Back in January, I made contact with an old boyfriend. One of those people that will always have a piece of your heart no matter what happens. I sent an e-mail thinking there was NO WAY he would respond to me. Well... he did.

At that point in my life I was a wreck for several reasons. There was a bumpy patch with my darling hubby Rick, we were trying to get pregnant and were well on the way to artificial insemination and possibly IVF. We had been trying for about three years with no success. I was having a rough time at work with nasty folks, and I was really depressed about my pops who died 11 years ago. I felt amazingly alone, treading water that was beginning to get rougher and rougher. I was ready to bolt into any door that opened that had a light behind it. On a whim I looked at Classmates.com and lo and behold there he was. No way. Off went my e-mail.

This man, (henceforth known as 'E') meant more to me than anything. He was a philosophy major with an incredibly sharp mind. He was my balance, my life, my love. There had been the puppy stuff before him, but nothing like him when there was him.

I broke. The dam gushed forth and I spilled my shit everywhere. I wanted to run back to what we had. The innocence of a college freshman with no responsiblity, no expectations of the real world, nothing but time to just be. I was crying for days over this. Rick will never know. E had been in Californa for several years and was in the process of moving back to Ohio. He had a girlfriend, oddly enough, with my name. OK. I think he was really caught off guard as well. I caught him just as he was planning on proposing to his girlfriend. I still don't know if he did. I hope he did.

Anyway - I healed from my turmoil. E and I went our separate ways with some of our shit resolved from the past and a rememberence of why we parted ways back then. It felt good to close that chapter in my life. I really didn't think much about him - only from time to time - once on his birthday and also to wonder if his trip back to Ohio went well.

My crying jags and hysterics were all for good reason, though.
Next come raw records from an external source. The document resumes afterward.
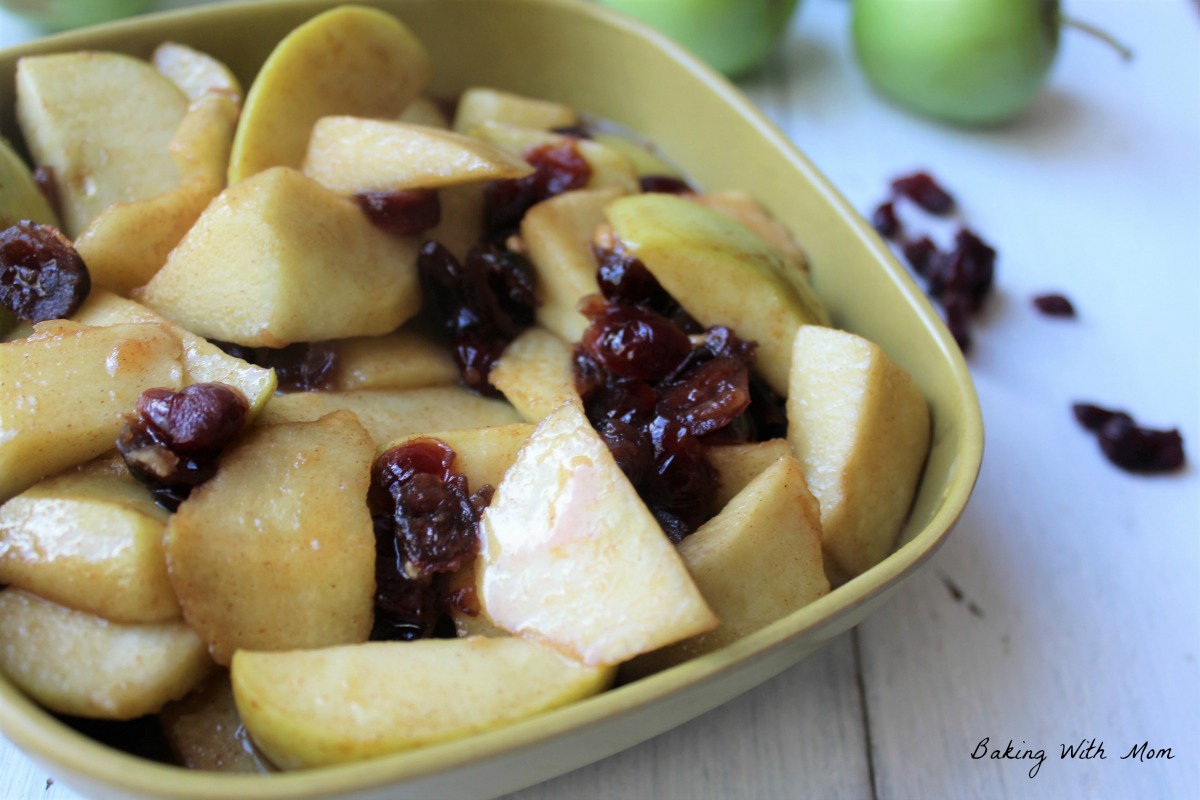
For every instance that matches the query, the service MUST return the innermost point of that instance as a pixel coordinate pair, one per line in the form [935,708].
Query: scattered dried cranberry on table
[961,278]
[172,440]
[1127,444]
[1054,305]
[41,275]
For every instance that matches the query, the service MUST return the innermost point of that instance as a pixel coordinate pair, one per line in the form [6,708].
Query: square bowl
[601,64]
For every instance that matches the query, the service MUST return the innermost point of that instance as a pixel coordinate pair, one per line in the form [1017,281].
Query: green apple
[77,663]
[348,60]
[276,551]
[63,14]
[966,61]
[573,558]
[733,36]
[334,705]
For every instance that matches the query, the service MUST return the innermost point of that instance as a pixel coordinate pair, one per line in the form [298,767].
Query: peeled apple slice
[313,708]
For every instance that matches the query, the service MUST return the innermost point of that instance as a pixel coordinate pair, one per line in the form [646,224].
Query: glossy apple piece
[103,121]
[573,558]
[90,539]
[279,259]
[861,426]
[335,705]
[64,392]
[82,665]
[276,551]
[348,60]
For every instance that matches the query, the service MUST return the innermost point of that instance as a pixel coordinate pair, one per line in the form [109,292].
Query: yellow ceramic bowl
[577,53]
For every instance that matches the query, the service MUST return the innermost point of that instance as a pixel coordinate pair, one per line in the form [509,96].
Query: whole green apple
[966,61]
[61,14]
[733,36]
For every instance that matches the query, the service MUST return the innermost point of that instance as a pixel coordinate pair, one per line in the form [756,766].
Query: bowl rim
[41,735]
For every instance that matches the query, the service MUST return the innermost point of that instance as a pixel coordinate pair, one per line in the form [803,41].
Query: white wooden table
[1066,606]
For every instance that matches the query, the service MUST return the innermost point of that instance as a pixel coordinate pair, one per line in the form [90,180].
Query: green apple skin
[63,14]
[973,62]
[733,36]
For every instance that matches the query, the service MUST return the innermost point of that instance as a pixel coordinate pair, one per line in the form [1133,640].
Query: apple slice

I found out I was pregnant, and would have been when I was e-mailing with E. No wonder I was a ball of angry hormones. I never told E about the baby. He had requested not to converse anymore before I found out. I figured I would let it alone.

Flash forward 6 months.

This past Monday. An e-mail. From E. In my in-box. Just checking in.

I return it. I tell him. He has yet to respond. Interesting. Not quite sure what to think about that. Not sure if I should think anything. But I can't help but be curious. I'll let it go.

2 Comments:

Blogger Alison said...

I know how you feel.

I have someone from my past who will always be there, somehow.

He is not a threat to my new love. He is just a part of me from way back when. The only one who mattered. He lives his own life now, with his wife and baby girl. We touch base about twice a year. Or maybe less. It's hard to say.

3:32 PM  
Anonymous Anonymous said...

E was never gonna propose!! She's 23 for god;s sake!!!